Earlier last month, the Dayton Institute of Art had this gorgeous photo installation. I can’t remember the artist/photographer, but the installation really stuck with me. See- the photographer had a rough relationship with her mother growing up. And as she began her career, she mended that relationship by using her mother as her primary subject, and portraying her mother as a caricature of who she could have been, if you will.
Or maybe that wasn’t it. But that is what I took away from it.
The installation was full of these gorgeous photographs of these gorgeous African-American women in gorgeous, colorful outfits, in vulnerable and confident poses. There was one particular photograph where the subject was at once disarming and challenging. I don’t truly know how to describe what I saw- I just walked away feeling like I saw something that I wasn’t supposed to, but was dared to by the subject.
Art is funny that way. It is amazing that way. It is complex that way.
Daniel and I go to this museum maybe once a month. It’s one of our favorite ways to do a “date day”. We have our favorite paintings that we sit in front of and talk about each time.
And there is this thing about it all. My favorite pieces are all of these women. Longing women. Sad women. Care-free women. Holy women. Challenging women. And every single time that I sit in front of these women, there’s a story that I’m waiting to hear from them. There is magic in looking at these paintings and figuring out their story from the small details in the pictures. While also knowing full well that nothing that I imagine is close to the truth. Except for maybe “High Noon” by Edward Hopper (my absolute favorite painting there).
All of this has me in this space of contemplating how I regard others, out in the real world. Because it is so very easy to look at a painting or a picture, and feel compassion and empathy and sadness and all other feelings towards the subject. It is so easy to imagine all manner of scenarios to explain the subject’s posture, smirk, dress, you name it.

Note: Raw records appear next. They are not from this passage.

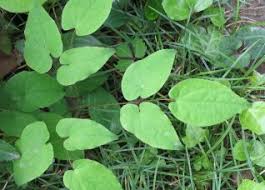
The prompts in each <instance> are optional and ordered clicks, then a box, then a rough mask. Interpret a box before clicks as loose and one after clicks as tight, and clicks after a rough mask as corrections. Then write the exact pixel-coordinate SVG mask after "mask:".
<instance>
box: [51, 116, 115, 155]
mask: <svg viewBox="0 0 265 190" xmlns="http://www.w3.org/2000/svg"><path fill="white" fill-rule="evenodd" d="M56 131H57V133H58V135H59V136H60V137H62V138H67V137H68V139H66V140H65V141H64V147H65V148H66V149H67V150H69V151H74V150H85V149H93V148H96V147H99V146H101V145H104V144H107V143H110V142H111V141H114V140H117V136H116V135H115V134H113V133H111V132H110V131H108V130H107V129H106V128H105V127H104V126H102V125H101V124H99V123H97V122H95V121H92V120H89V119H74V118H66V119H62V120H60V121H59V123H58V125H57V127H56Z"/></svg>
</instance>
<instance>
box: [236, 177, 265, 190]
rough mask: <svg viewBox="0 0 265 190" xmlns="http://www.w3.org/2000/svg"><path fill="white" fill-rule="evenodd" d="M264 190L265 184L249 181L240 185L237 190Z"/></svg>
mask: <svg viewBox="0 0 265 190" xmlns="http://www.w3.org/2000/svg"><path fill="white" fill-rule="evenodd" d="M250 189H252V190H264V189H265V185H264V183H256V182H254V181H252V180H249V179H244V180H243V181H242V183H241V184H240V185H239V187H238V189H237V190H250Z"/></svg>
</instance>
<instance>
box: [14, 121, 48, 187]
mask: <svg viewBox="0 0 265 190" xmlns="http://www.w3.org/2000/svg"><path fill="white" fill-rule="evenodd" d="M48 140H49V131H48V129H47V127H46V125H45V123H44V122H35V123H32V124H30V125H28V126H27V127H26V128H25V129H24V130H23V132H22V135H21V137H20V139H19V140H18V141H17V142H16V145H17V147H18V149H19V151H20V152H21V154H22V156H21V158H20V159H19V160H15V161H14V162H13V170H14V178H15V182H16V184H17V185H19V186H20V185H23V184H25V183H27V182H29V181H31V180H33V179H35V178H37V177H39V176H41V175H42V174H43V173H44V172H45V170H47V169H48V167H49V166H50V165H51V164H52V161H53V148H52V145H51V144H50V143H48V144H46V142H47V141H48Z"/></svg>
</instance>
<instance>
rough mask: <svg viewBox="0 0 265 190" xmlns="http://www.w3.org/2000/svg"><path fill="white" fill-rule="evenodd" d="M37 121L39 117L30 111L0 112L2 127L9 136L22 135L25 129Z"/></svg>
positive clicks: (3, 129) (0, 118)
mask: <svg viewBox="0 0 265 190" xmlns="http://www.w3.org/2000/svg"><path fill="white" fill-rule="evenodd" d="M34 121H37V119H36V118H35V117H34V116H33V115H31V114H28V113H23V112H18V111H9V110H4V111H2V112H0V123H1V125H0V129H1V130H2V131H3V132H4V133H5V135H8V136H15V137H20V135H21V133H22V131H23V129H24V128H25V127H26V126H27V125H29V124H31V123H33V122H34Z"/></svg>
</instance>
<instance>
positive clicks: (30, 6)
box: [0, 0, 47, 13]
mask: <svg viewBox="0 0 265 190" xmlns="http://www.w3.org/2000/svg"><path fill="white" fill-rule="evenodd" d="M45 1H47V0H0V7H1V8H2V9H5V10H7V11H9V12H12V13H24V12H28V11H30V10H31V9H32V8H33V7H34V6H35V5H42V4H43V3H44V2H45Z"/></svg>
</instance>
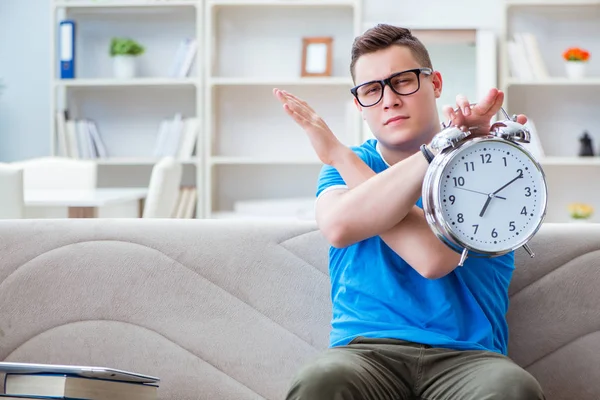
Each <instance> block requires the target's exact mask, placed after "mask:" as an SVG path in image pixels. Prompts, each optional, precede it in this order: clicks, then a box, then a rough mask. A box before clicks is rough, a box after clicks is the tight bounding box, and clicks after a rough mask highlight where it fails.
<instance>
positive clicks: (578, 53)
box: [563, 47, 590, 79]
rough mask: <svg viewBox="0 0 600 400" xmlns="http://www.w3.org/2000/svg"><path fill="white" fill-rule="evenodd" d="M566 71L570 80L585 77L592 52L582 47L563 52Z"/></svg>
mask: <svg viewBox="0 0 600 400" xmlns="http://www.w3.org/2000/svg"><path fill="white" fill-rule="evenodd" d="M563 58H564V60H565V61H566V71H567V76H568V77H569V78H573V79H578V78H582V77H583V76H584V75H585V67H586V65H587V62H588V60H589V59H590V52H589V51H587V50H585V49H582V48H580V47H569V48H568V49H567V50H565V51H564V52H563Z"/></svg>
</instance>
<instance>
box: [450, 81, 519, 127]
mask: <svg viewBox="0 0 600 400" xmlns="http://www.w3.org/2000/svg"><path fill="white" fill-rule="evenodd" d="M503 102H504V93H503V92H502V91H500V90H498V89H490V91H489V92H488V94H487V95H486V96H485V97H484V98H483V99H482V100H481V101H480V102H479V103H477V104H475V105H474V106H470V102H469V100H468V99H467V98H466V96H464V95H460V94H459V95H458V96H456V107H452V106H444V108H443V111H444V115H445V116H446V119H447V121H448V120H449V121H451V123H452V125H454V126H458V127H460V128H461V129H463V130H467V129H468V128H472V129H471V134H473V135H487V134H488V133H489V132H490V127H491V120H492V118H493V117H494V115H496V114H497V113H498V111H500V108H501V107H502V103H503ZM454 108H457V111H454ZM517 122H519V123H521V124H525V123H526V122H527V117H526V116H525V115H522V114H520V115H518V116H517Z"/></svg>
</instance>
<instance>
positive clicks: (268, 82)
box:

The real challenge is to extend those thoughts to the strangers that we encounter every single day. The challenge of pausing before responding. The challenge of wondering why.
I would dare consider myself fairly good at that. I have always been deeply empathetic, and capable of feeling the things that other people are feeling. And even then, it is a conscious challenge to meet each person with curiosity. Because as empathetic as I am, I am still in a hurry. And while I would love to sit and chat, I also have things to do and places to go, and people to see. So there’s this conflict at play too.
A lot of what I have been internally reminding myself of is that I cannot take on the burdens of other’s like I have in the past. Not right now. And in reminding myself of that, I have had to try to learn how to engage with curiosity and compassion without taking on the challenges.
Just like with those pictures and paintings.
And just like with those pictures and paintings, I will almost always be incorrect. Because at the end of the day, we are all so complex. We are all just overflowing with thoughts and feelings and anxieties and fears and love and everything in between. There is some encouragement in that, if I am honest with myself. And there is freedom in that as well.